1. English – “April showers bring May flowers.”
In England, this phrase is spouted to encourage positive spirits despite the sometimes cumbersome British weather. The rain may pour now, but it will make everything look even more beautiful later.
2. German – “April, April, der macht was er will”
“April, April, der macht was er will” meaning “April, April, it does whatever it wants”. This lament on the unpredictable April weather tells us all we can do is accept its volatile attitude until the month is over. Be prepared for sun, rain, cloud and whatever else April fancies this year.
3. French – “En avril, ne te découvre pas d’un fil”
“En avril, ne te découvre pas d’un fil” meaning “In April, don’t remove a thread.” This is similar to the British saying “Ne’er cast a clout til May be out,” which essentially means that you shouldn’t yet throw away your warm winter clothing. Keep your Spring fever at bay for a while before you cast aside your jumpers in favour of that floral dress.
4. Spanish – “Hasta el 40 de mayo, no te quites el sayo.”
The Spanish also share wardrobe warnings at this time of year: “Until the 40th May, do not take off your dress.” In Spanish, the rhyme “Hasta el 40 de mayo, no te quites el sayo,” encourages a dose of restraint, despite the sunshine coming out to fool you that the sunny season has arrived.
5. Portuguese – “Em Abril águas mil”
The Portuguese expression “Em Abril águas mil” translates literally to, “In April, [there are a] thousand waters.” Though the sunny Springtime is said to start March, April in Portugal is often filled with endless heavy rain showers, as if countless rivers, lakes, oceans were pouring from the sky.
6. Italian – “La primavera è la stagione dell’amore”
“La primavera è la stagione dell’amore”, which translates to “Spring is the season of love.” Considered one of the most glorious seasons in Italy, Spring brings bees to blossoming trees, longer, warmer days and, if you’re lucky, the hot weather might even provide a gelato or two.
7. Dutch – “Een nieuwe lente, een nieuw geluid”
“Een nieuwe lente, een nieuw geluid” means “A new spring, a new sound.” Every year during Spring, birds tweeting on our balconies encourage us to switch off Netflix and enjoy the weather, but, each time it arrives, the season offers its own uniqueness – animals that haven’t existed before, sounds of different bird flocks and the chance for new flowers to grow.
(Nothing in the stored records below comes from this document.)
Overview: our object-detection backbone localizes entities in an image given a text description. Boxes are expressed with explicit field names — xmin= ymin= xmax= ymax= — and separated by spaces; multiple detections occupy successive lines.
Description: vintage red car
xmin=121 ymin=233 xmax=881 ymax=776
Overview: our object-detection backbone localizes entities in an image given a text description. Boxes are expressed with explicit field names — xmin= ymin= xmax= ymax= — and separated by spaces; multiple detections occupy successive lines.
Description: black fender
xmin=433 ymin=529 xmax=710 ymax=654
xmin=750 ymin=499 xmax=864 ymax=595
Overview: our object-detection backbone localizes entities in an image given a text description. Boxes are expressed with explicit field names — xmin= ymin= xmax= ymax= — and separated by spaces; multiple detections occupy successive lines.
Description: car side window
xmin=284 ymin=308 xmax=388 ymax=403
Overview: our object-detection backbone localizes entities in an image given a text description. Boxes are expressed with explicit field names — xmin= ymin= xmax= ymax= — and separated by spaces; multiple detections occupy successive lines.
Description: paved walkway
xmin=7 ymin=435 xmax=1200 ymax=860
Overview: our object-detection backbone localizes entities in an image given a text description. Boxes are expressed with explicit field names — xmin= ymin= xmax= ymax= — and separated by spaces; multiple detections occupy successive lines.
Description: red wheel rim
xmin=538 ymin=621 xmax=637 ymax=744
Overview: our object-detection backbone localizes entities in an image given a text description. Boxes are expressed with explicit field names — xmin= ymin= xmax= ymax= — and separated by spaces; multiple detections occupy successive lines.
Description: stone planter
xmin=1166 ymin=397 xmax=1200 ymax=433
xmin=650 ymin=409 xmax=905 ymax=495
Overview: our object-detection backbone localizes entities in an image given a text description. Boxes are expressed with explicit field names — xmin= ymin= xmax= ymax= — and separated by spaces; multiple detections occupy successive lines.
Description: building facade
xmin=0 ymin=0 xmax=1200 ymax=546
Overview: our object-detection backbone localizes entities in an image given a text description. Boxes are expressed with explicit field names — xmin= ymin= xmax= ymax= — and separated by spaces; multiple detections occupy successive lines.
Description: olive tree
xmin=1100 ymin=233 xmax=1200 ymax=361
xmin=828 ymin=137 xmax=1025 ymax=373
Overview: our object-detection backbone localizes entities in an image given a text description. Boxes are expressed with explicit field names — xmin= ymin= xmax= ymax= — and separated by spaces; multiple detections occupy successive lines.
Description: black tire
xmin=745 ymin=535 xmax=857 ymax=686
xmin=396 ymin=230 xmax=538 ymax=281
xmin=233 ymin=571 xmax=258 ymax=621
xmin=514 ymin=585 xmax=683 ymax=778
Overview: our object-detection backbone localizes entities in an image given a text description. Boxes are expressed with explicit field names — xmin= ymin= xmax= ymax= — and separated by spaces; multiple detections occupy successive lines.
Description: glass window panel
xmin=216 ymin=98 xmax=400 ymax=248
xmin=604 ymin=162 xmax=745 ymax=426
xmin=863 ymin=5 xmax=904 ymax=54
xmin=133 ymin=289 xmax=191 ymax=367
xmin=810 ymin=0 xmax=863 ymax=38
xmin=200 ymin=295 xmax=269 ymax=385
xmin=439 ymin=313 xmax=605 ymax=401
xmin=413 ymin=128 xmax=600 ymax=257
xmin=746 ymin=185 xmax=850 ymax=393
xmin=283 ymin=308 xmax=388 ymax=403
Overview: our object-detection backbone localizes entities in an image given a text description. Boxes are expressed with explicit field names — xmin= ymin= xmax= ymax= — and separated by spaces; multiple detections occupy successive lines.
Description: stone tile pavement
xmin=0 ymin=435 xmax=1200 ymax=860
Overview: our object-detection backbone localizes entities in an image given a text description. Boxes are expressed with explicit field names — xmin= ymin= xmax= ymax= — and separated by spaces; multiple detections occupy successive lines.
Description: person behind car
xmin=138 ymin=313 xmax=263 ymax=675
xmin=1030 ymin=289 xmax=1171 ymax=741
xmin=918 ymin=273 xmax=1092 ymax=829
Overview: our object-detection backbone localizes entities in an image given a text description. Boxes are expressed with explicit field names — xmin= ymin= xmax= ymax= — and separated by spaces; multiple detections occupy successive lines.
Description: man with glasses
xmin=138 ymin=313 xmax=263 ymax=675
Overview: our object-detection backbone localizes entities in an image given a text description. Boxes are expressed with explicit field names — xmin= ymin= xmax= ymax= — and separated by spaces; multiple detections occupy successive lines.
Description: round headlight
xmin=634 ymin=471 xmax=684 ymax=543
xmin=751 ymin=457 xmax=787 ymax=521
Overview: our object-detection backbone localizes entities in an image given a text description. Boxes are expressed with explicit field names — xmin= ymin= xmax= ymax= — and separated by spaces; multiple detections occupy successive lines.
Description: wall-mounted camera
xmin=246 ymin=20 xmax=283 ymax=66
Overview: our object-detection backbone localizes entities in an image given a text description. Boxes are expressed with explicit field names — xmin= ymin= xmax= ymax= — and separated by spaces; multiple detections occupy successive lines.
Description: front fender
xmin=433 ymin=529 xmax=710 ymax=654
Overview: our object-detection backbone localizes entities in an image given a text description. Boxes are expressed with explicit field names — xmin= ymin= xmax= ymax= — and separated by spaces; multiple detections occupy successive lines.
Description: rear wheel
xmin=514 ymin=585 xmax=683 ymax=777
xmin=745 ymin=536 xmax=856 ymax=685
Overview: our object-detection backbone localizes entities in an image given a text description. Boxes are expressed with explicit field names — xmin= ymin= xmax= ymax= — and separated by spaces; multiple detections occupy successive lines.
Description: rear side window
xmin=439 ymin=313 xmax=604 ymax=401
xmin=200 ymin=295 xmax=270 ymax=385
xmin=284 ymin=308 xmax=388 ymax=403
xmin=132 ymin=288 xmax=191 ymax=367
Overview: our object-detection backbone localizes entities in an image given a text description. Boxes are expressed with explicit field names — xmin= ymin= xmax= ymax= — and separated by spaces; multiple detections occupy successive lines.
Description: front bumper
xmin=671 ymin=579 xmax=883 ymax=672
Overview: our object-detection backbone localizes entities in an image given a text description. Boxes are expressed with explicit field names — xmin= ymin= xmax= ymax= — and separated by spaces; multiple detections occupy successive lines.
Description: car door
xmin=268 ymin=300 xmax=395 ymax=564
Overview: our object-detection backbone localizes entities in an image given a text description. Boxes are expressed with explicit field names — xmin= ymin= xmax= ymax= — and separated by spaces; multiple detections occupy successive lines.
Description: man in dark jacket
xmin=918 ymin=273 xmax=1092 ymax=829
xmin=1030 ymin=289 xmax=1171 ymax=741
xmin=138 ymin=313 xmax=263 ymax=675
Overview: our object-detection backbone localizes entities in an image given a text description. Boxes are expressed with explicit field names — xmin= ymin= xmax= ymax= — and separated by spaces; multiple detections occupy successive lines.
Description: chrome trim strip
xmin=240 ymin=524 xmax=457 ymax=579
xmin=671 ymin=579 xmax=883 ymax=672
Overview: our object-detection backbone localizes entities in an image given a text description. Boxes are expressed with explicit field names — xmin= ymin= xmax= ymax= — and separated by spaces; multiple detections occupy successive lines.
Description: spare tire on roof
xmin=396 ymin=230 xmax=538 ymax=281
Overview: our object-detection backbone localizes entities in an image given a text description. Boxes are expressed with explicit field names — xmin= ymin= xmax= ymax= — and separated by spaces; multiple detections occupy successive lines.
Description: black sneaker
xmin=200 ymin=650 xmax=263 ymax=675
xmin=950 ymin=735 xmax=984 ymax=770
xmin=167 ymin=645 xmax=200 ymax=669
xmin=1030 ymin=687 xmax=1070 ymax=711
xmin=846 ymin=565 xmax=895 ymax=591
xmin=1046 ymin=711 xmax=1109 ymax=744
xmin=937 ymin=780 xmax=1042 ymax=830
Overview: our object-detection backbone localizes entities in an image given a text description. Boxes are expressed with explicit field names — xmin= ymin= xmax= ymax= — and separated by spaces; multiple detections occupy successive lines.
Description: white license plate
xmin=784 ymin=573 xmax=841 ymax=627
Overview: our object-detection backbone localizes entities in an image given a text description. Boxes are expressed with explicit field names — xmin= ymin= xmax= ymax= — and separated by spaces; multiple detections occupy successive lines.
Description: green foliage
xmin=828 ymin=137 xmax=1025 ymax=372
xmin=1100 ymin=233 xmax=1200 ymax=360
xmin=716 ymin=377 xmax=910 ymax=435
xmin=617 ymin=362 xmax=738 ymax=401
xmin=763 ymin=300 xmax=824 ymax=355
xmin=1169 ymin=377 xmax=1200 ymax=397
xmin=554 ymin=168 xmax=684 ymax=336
This Dutch idiom calls us to take advantage of fresh opportunities and the novelties of life.
8. Arabic – الربيع يدك طبولة
Spring always lets us know when it has arrived. You start to hear the birds and the bees, and you hear the world begin to enjoy afternoon walks. This Arabic “The Springtime beats its drums,” humanises Spring as a musical being that rouses us and calls for our attention.
9. Japanese – “Shunsho ikkoku, atai senkin.”
“Half an hour in a spring evening is worth a thousand gold pieces.” The low level light of Spring evenings seems to place a fire under the sky, lighting it up with pinks, purples and gold. This Japanese expression describes how these small moments of beauty will always be more valuable than any material object – especially after months of shorter days and colder weather.
10. Russian –Ласковое слово, что солнышко в ненастье
This Russian proverb means “A kind word is like a spring day.” Just as Spring coaxes out new flowers with gentle sunlight, warm-hearted compliments and pleasant words could blossom delightful new relationships with others.
11. Mandarin – 春兰秋菊 (chūn lán qiū jú)
Unlike other idioms about Spring, this does not suggest that Spring is the most splendid month in the year. Instead, it reminds us of the innate beauty of every season. The saying literally translates to, “In spring there are orchids, in autumn there are chrysanthemums.” The face of each season is embellished with it’s own features, so let yourself be grateful for it all.
12. Korean – 꽃샘추위 (got-sem-chu-ui)
This poetic phrase is translated directly as “the cold envies the flower.” Spring is the season in which the winter wants to stay but it knows it must go. It is jealous of the flower’s pretty petals because they announce the passing of time into a warmer climate, full with beauty and life.